I can tell you that this is a tough question to answer for the following reason.
There is a guy who who became a friend of mind who came into our office and trained with us. After about two weeks he bagged our training and traded nasdaq stocks and made a little money at first. Then he lost some. Then he bought 400 SCH and was down 50 cents. He went to lunch. Came back- down more. Finally closed it out after losing $20,000.00. plus.
Then he committed to our style. Profitable within two weeks. In January 2000, which was about his fourth month, he made $100,000.00 . During 2000 he made over $300,000.00. In 2001 by July, he gave back more than $100,000.00 and quit trading for a while. Does he go in to the positive trader column or not.
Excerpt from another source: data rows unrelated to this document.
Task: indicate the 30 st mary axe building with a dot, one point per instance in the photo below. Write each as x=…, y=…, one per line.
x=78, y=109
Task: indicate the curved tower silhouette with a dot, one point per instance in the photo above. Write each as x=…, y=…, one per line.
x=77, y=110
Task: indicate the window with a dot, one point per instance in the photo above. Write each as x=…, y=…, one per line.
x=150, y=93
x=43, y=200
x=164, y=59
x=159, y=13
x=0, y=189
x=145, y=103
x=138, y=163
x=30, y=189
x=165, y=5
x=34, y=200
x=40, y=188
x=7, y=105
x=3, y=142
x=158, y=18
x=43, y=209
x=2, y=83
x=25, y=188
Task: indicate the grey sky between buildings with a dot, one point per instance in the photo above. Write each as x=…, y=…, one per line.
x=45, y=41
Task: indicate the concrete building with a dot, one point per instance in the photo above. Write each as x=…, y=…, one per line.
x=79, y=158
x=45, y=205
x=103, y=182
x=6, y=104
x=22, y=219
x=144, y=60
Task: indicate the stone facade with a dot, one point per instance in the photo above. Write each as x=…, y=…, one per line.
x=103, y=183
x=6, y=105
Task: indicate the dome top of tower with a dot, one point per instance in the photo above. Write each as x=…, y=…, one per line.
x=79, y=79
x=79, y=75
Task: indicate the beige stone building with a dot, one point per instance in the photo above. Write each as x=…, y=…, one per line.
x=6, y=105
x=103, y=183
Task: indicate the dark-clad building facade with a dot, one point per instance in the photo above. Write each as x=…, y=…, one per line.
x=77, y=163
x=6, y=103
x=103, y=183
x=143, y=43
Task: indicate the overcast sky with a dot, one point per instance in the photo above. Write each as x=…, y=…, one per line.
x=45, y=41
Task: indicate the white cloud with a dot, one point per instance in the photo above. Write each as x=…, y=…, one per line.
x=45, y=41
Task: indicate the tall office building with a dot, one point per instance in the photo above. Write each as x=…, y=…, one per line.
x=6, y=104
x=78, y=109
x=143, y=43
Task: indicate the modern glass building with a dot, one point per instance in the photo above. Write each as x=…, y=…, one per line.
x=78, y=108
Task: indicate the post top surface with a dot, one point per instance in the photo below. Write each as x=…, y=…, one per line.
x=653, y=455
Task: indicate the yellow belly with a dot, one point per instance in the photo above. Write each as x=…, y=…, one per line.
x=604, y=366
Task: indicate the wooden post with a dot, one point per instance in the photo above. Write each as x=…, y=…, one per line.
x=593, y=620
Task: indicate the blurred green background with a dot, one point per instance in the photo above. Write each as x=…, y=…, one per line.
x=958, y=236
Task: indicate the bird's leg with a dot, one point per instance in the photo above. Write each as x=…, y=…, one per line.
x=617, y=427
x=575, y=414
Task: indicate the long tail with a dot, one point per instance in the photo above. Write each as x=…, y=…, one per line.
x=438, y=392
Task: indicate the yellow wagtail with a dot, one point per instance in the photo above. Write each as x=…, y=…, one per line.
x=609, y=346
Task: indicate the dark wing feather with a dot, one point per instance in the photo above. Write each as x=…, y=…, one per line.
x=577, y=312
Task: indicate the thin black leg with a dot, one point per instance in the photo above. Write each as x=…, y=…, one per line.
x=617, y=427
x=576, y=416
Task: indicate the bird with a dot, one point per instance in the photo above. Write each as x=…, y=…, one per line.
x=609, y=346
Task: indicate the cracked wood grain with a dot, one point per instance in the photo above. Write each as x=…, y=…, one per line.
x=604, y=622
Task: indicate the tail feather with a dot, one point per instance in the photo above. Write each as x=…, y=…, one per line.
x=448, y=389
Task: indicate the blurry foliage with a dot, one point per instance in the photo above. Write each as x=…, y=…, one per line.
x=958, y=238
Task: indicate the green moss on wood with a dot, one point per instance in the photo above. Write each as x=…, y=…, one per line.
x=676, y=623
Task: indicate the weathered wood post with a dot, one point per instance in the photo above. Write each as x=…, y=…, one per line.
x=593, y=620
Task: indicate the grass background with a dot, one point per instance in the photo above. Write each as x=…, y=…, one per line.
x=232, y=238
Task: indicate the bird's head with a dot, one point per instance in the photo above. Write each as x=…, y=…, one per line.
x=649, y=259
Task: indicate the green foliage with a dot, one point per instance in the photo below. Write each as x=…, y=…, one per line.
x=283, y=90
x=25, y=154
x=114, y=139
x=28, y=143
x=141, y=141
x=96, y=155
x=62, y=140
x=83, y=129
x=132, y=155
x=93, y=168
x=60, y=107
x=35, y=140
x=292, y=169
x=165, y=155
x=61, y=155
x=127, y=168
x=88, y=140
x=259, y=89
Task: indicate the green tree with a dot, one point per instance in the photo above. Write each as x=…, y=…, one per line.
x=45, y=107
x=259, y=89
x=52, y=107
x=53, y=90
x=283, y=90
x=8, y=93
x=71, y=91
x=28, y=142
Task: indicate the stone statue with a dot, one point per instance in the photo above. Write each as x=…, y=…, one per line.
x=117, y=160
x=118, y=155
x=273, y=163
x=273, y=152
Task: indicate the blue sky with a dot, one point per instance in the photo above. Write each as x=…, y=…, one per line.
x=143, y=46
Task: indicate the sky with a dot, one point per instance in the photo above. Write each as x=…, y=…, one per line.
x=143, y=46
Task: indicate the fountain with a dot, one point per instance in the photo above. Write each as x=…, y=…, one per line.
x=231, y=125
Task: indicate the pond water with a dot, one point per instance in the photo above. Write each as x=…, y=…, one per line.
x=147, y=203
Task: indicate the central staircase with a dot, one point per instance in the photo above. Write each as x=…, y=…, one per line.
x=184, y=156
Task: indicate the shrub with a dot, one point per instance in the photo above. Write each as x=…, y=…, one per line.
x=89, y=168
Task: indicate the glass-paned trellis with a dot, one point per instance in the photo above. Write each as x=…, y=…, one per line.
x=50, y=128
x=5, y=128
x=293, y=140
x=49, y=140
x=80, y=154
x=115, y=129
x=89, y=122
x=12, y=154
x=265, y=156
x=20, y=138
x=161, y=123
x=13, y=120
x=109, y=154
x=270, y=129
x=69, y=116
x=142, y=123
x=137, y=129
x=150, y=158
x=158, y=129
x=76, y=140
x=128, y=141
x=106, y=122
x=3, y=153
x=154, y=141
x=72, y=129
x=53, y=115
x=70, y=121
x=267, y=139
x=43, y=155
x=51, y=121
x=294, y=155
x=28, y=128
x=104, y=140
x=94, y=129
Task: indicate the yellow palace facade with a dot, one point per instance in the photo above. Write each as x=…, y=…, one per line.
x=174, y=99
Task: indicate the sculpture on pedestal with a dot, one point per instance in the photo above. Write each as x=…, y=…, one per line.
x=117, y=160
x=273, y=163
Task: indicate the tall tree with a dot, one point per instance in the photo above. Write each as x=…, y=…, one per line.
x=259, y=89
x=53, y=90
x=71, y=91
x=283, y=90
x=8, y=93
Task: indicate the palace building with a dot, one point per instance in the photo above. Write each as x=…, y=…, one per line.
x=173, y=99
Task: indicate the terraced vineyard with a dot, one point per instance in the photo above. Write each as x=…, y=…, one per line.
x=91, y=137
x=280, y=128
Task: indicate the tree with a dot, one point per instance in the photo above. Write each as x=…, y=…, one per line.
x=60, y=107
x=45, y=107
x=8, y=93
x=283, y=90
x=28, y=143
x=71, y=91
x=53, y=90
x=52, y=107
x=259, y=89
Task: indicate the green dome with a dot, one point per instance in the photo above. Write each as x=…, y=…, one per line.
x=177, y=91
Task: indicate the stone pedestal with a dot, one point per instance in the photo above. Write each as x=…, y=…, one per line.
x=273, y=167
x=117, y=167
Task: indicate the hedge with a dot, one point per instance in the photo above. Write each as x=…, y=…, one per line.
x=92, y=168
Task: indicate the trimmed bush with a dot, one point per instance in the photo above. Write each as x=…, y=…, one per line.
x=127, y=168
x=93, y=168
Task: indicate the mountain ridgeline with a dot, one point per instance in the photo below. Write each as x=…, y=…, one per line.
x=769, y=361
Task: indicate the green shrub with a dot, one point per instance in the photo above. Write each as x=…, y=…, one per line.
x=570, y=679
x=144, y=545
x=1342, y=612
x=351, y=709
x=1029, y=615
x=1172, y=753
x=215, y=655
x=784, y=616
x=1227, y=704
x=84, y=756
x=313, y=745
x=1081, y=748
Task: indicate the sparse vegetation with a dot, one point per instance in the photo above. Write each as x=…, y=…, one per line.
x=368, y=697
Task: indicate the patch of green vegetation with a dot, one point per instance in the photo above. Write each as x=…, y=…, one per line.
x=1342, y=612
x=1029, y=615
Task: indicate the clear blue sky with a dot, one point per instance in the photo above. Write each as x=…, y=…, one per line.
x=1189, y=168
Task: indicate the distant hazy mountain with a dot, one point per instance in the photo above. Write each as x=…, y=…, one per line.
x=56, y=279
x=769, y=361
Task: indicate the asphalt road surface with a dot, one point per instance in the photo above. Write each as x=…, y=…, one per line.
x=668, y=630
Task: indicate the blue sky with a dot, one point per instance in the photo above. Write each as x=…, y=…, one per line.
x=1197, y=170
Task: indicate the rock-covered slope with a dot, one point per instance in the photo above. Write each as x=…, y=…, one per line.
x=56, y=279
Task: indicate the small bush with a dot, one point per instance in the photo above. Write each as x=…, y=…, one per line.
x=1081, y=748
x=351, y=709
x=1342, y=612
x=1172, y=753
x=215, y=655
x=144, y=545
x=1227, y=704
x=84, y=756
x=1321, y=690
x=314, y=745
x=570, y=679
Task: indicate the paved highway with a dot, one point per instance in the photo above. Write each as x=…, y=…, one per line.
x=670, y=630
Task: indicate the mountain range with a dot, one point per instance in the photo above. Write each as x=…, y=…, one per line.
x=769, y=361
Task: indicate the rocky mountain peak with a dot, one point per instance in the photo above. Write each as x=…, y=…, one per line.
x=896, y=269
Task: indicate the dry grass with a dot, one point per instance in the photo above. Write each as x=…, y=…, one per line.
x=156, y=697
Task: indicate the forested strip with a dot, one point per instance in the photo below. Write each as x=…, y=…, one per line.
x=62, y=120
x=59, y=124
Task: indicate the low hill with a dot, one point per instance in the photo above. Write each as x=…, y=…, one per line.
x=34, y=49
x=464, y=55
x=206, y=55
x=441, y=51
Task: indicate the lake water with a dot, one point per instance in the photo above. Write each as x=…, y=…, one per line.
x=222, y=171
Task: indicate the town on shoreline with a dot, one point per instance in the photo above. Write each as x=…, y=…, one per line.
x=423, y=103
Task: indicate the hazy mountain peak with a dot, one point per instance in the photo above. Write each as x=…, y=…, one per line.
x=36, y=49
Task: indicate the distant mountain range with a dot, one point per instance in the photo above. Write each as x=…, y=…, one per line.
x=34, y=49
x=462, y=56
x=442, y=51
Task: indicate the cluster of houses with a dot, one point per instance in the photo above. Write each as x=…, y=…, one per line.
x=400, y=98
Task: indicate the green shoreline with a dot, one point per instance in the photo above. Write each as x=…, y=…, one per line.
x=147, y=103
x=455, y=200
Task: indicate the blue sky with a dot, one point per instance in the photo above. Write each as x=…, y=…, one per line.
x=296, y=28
In 1999 and 2000 I believe that all of the traders in our office (10-15 traders) were profitable except about 3. (Two of those traders were not trained by us and did not trade our style so you might say all but one of the short term traders were profitable)
During 2001 we took on 5 or 6 new traders and only 2 to three of them are profitable, plus we lost the one trader mentioned above. So as a group this year we are only around 50% profitable for the year. Those new traders were all backed with our money and unfortunately for us this fall was much tougher for short term trading NYSE stocks than previous falls. (They did not lose much capital, nevertheless we hate to lose any money at all)
I normally do not talk about this stuff and the lawyer in me wants to post the standard warning, in case this post creates problems. Trading is difficult, you could lose all your money. Past performance does not equal future performance and my firm does not solicit retail traders.